The Three "C's" of Diminishing Household Chaos
Stephanie thought she was going to lose her mind. She just couldn't seem to keep things under control with her 5 year old twin boys and 8 year old daughter. From the moment they got up on the morning until they went to sleep at night it was one argument after another: who got to choose where to sit at breakfast, which TV show they were going to watch, who would be first in the bathroom, and so on. Just when she'd get one argument sorted out, another would erupt.
This kind of in-fighting is common in households with multiple children. In a bid for mom or dad's attention and an attempt to prove they're more powerful than one another, kids often pick fights attempting to "one-up" each other. Because each day is filled with numerous small tasks and simple privileges, the opportunities for fighting are virtually endless! But even in single kid households, things can often feel chaotic as the single child struggles for power with the adult(s) in the home.
The good news is that parents in single or multi-kid homes can regain some semblance of control by going "back to basics" and honoring the three "C's" of diminishing chaos: communication, clarity and consistency.
In brief, communication refers to making sure you as the parent have been "heard" amidst the chaos. In general, the louder and angrier you are, the less your children listen. Remember the old trick teachers would use in the classroom? They'd turn off the lights and whisper to get the class's attention. Communicating your wishes to your children usually means "toning down", not up.
Clarity is also important. Children are more likely to hear short, concrete statements instead of lectures: for example: "John gets to go first today, tomorrow it's your turn", rather than "Why do you always have to fight? You know you'll get your chance to go first tomorrow. I can't believe we can't even have one day's worth of peace in the household!"
Finally, consistency refers to your ability to maintain focus in the midst of the chaos.

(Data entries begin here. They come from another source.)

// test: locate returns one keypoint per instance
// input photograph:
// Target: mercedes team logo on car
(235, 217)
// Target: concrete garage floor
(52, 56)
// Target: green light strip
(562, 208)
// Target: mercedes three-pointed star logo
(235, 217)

Not so easy to do, I admit! Still, sometimes simply having a plan that you can refer back to will help you send consistent messages to your children.
One way to maintain a consistent plan that also communicates your message and is clear is to create a chart with and for your child(ren). I'm not referring to a star chart or reward system, but rather to a chart that clearly explains house rules, or whose turn it is to go first, along with the consequences of breaking those rules or commitments. Here's how it works, in each specific case:
The House Rules Chart - Sit down with your child(ren) and explain that you're going to come up with some house rules and that you need their help. These rules will refer to how you should treat one another, how long it should take to accomplish assigned chores, when homework should be done, etc. etc. Make a list of the rules that you come up with together on the left hand side of the chart, then draw a line vertically down the middle of the posterboard. Ask the kid(s) what they think should be the consequence in each case if they break a rule, then list each consequence across from the rule to which it refers. By posting this chart in a common area of the apartment, you can be clear in your communication when a rule gets broken: "John, house rule number two... you know the consequence." Even if children cannot read yet and you have to verbalize the rule and consequence each time, having it written down consistently communicates that you're serious.

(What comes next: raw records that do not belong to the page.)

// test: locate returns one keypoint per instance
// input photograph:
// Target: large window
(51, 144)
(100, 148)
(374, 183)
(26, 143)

The "First" Chart -- In the case of kids who just always have to be first, I suggest having a calendar, with squares dated Monday - Sunday posted prominently. Each child gets a specific day on a rotating basis to be "first" - in everything. For example, if Suzie's "first day's" are Mon., Wed. And Fri., then she gets to choose where she sits at the table those days, she has the privilege of being first in the bathroom, of pressing the elevator button, etc. John, having the alternate days of Tues., Thurs. and Sat. has "first" privileges on those days. And what about Sunday? That's your day to choose - after all, parents have rights too!
These charts can be as creative as you wish. Just remember that "clarity" is one of the "three C's" - and it applies to charts as well as words. If your chart gets too detailed, with too many words and too many rules, your children will not respond to it any better than they did to your verbal communication.
Another way to clarify your requests to your child(ren) - at least those involving time - is to use an egg timer. I found the best to be the kind where you turn the dial to the correct number of minutes and it makes a ticking sound as it moves. A timer allows you to say, "I'd like you to be dressed in five minutes, or you won't have time to watch TV before school," and provides a concrete visual "picture" of how much time five minutes is. Even older children get distracted by toys, computers, or books in their rooms while they're supposed to be accomplishing a task or chore, so a timer can communicate your message consistently and clearly every time to a variety of ages.
As the chaos begins to diminish in your home, don't forget the power of encouragement. Simple words of praise and gratitude go a long way to solidifying you child's new and more acceptable behaviors.